A vibrant community helps a project attract more users, grow revenue, and maintain a positive brand image.
And that makes it one of the important things you should look for when performing the fundamental analysis of a crypto project.
Because the more active and loyal a project’s community, the more successful the project tends to be.
However, don’t look at the community size and engagement in absolute terms. It’s not a deal breaker.
As I mentioned earlier, crypto projects spend a lot of money to grow and keep their communities engaged.
Some go to the extent of buying fake or bot followers and members. Most active members in these communities are only there because of the potential rewards for participating.
Some great projects are just starting and do not have the marketing budget to pay for such gamed community growth and engagement.
Their community size may be far smaller and less active, but that doesn’t mean the project is bad or will not take off.
Regardless of a project’s size and current status, it should try to grow and maintain an engaged community.
- What’s the community size? Look for how many followers, subscribers, or group members they have on the various social media networks and the level of engagement.
- Is their community growing, and what’s their growth and engagement strategy?
Some projects have the budget to attract and engage community members, while others focus exclusively on organic growth and engagement or a mix of both.
Most importantly, the project must have a place for community growth and engagement in its plans.
Another aspect of the community is the number of industry partnerships and collaborations the project has developed.
These partnerships and collaborations prove a project’s value and enhance its brand appeal.
If other projects partner or collaborate with them, they have something valuable to offer.
However, note that some crypto projects announce useless and even fake partnerships.
Always verify any partnership claims on both projects’ websites and try to understand the nature and content of the partnership.
Lastly, look at the project’s private and institutional investors. These high-net-worth investors usually do their due diligence before investing in a project.
If you find prominent private and institutional investors’ involvement in the project, it’s a clue that it’s probably legit.
But do not blindly follow these investors because they, too, can be wrong.
You should only use their involvement to gauge how legit a project is because these guys don’t invest in outright or obvious scams.
9. The laws and regulations relating affecting its operation
Most cryptocurrencies are decentralised but not entirely outside the influence of international or local laws and regulations.
Take the Telegram (GRAM) token as an example. The SEC got them to halt the project development and return only 72% of the funds they collected to investors.
The token was considered an illegally issued security and thus cannot launch.
Another example is Ripple (XRP), still battling with the SEC in court. And many such cases are coming up.
Follow the development of crypto laws in your country closely and make sure you’re not taking blind legal risks.
Some questions you should be asking in this regard include:
- Under what jurisdiction(s) and law(s) does this project operate? What specific regulation(s) govern its operation?

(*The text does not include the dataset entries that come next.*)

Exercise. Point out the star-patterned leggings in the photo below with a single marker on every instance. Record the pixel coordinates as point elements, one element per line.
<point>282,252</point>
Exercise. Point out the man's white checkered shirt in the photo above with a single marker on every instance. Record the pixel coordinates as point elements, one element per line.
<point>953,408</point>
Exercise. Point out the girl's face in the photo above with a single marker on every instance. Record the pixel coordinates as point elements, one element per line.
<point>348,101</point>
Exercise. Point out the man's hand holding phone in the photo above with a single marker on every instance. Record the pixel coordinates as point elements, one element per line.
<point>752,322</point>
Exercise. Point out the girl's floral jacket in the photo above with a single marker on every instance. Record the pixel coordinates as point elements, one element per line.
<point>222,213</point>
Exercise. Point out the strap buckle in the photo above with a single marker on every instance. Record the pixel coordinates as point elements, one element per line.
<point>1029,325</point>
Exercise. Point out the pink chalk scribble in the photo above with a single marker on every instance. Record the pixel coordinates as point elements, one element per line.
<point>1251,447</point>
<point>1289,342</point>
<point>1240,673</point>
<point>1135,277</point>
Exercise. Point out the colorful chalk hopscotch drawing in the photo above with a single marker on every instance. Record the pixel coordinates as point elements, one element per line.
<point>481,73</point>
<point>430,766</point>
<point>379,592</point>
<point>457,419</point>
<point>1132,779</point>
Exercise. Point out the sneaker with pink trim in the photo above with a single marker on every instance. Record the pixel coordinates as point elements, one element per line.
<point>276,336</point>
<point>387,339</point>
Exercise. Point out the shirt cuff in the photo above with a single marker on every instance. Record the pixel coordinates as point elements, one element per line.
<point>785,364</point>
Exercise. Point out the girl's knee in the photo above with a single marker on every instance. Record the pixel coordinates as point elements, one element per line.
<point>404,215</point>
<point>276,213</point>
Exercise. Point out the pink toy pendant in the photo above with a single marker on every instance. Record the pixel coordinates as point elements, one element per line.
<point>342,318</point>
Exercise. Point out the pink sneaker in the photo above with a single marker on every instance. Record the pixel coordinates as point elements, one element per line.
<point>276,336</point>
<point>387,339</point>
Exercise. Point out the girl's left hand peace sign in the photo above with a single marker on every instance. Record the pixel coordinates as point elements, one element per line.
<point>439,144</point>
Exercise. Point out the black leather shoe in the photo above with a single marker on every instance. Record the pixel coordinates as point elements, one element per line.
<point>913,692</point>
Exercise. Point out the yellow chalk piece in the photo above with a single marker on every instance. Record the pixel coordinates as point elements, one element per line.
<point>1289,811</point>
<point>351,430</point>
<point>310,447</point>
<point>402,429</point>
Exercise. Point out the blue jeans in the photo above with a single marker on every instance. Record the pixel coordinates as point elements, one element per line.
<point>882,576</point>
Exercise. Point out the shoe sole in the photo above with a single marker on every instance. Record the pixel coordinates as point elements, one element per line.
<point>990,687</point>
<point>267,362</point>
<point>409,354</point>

- What are my country’s laws regarding cryptocurrency or this project? Some countries will require certain projects to comply with specific regulatory requirements.
- Is this a security, utility, or currency token? Each token type has legal implications, and security tokens are the most complicated.
Cryptocurrency fundamental analysis helps you understand the potential of a crypto project and whether it’s currently undervalued or overvalued.
This post discussed nine key factors to consider when performing a cryptocurrency analysis fundamental.
With them, you can confidently estimate the likelihood of a project becoming successful or profitable, especially as a long-term investment.